When a carrier wants to build a tower on your land, they send a proposal that looks routine but is carefully written to protect their interests, not yours. What you agree to in this first step can shape your income and property rights for the next 30 to 50 years.

It usually starts with a letter, call, or visit from a site acquisition agent working for a carrier like Verizon, AT&T, or T-Mobile or a tower company like American Tower or Vertical Bridge. They may say your property is a “great fit” and present the opportunity as simple, standard, and time-sensitive. The promise is steady income for unused land. What they do not say clearly is that this is the moment when almost all leverage is decided.
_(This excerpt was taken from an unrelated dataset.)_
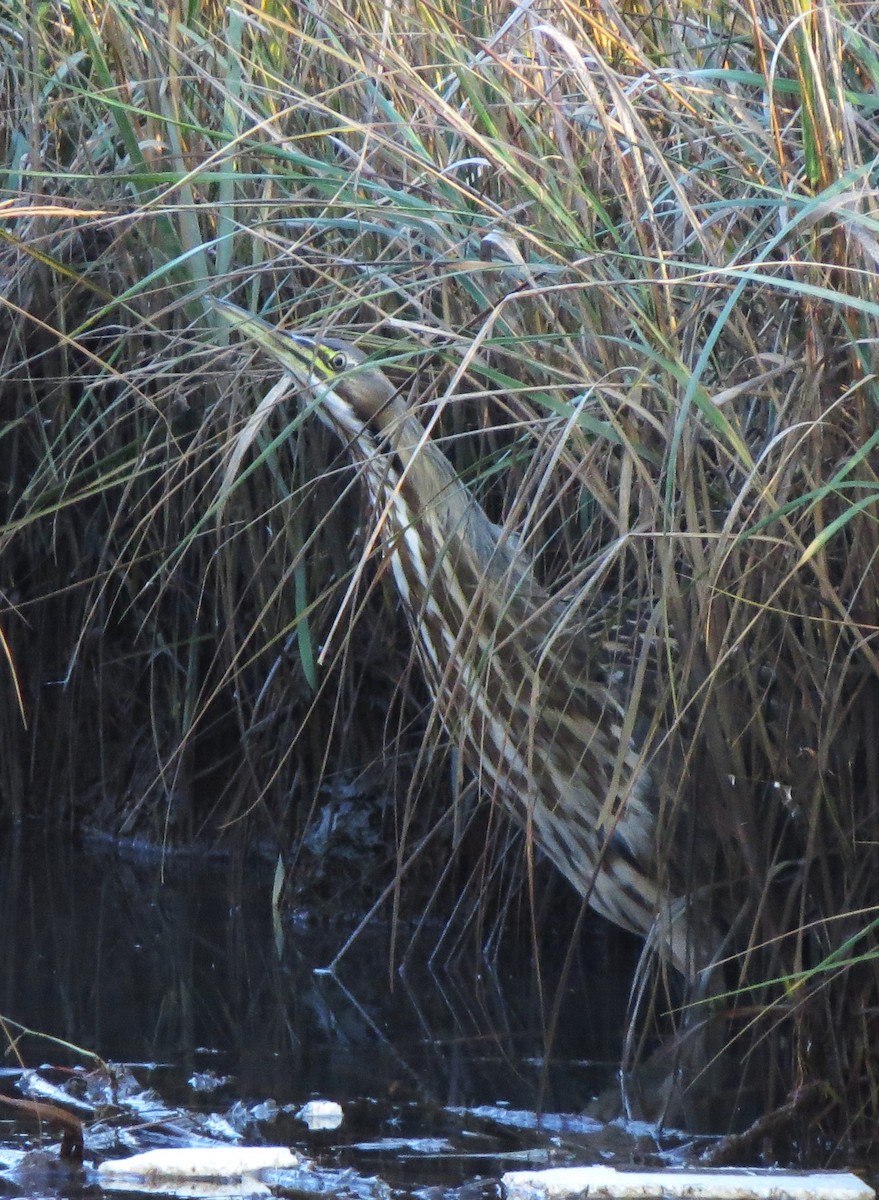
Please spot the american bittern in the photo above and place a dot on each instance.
(518, 685)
The carrier controls the process. They have market data, legal teams, and hundreds of past deals to reference. Most property owners are seeing their first and only tower agreement. This imbalance matters. The initial proposal includes long lease terms, broad access rights, automatic renewals, and limited protections for you as the landowner.

At this stage, nothing is final. The tower is not approved. The carrier has options. And so do you. But once you sign a lease, your leverage drops sharply. Rent increases, relocation rights, future buyout amounts, and even how your land can be used later are all shaped by what is agreed to upfront.

Many landlords feel pressure to move quickly. Agents may say the carrier will “go elsewhere” or that the deal is “standard.” In reality, carriers expect negotiation. They plan for it. They also know that if a landlord signs early, they may save hundreds of thousands over time.

This is where having guidance matters. A proper review looks beyond monthly rent and asks bigger questions. How long is the true commitment? What rights are you giving up? What happens if the tower is upgraded, sold, or expanded? Can the lease be bought out later, and on what terms?

At Aries Advisors, we help landowners slow the process down without killing the deal. We explain what the offer really means in plain English, benchmark it against real market data, and negotiate so the carrier still gets their tower while you protect your land and long-term value.

The goal is not to block development. The goal is to make sure that if a tower is built on your land, it becomes a smart, protected asset instead of a decades-long regret.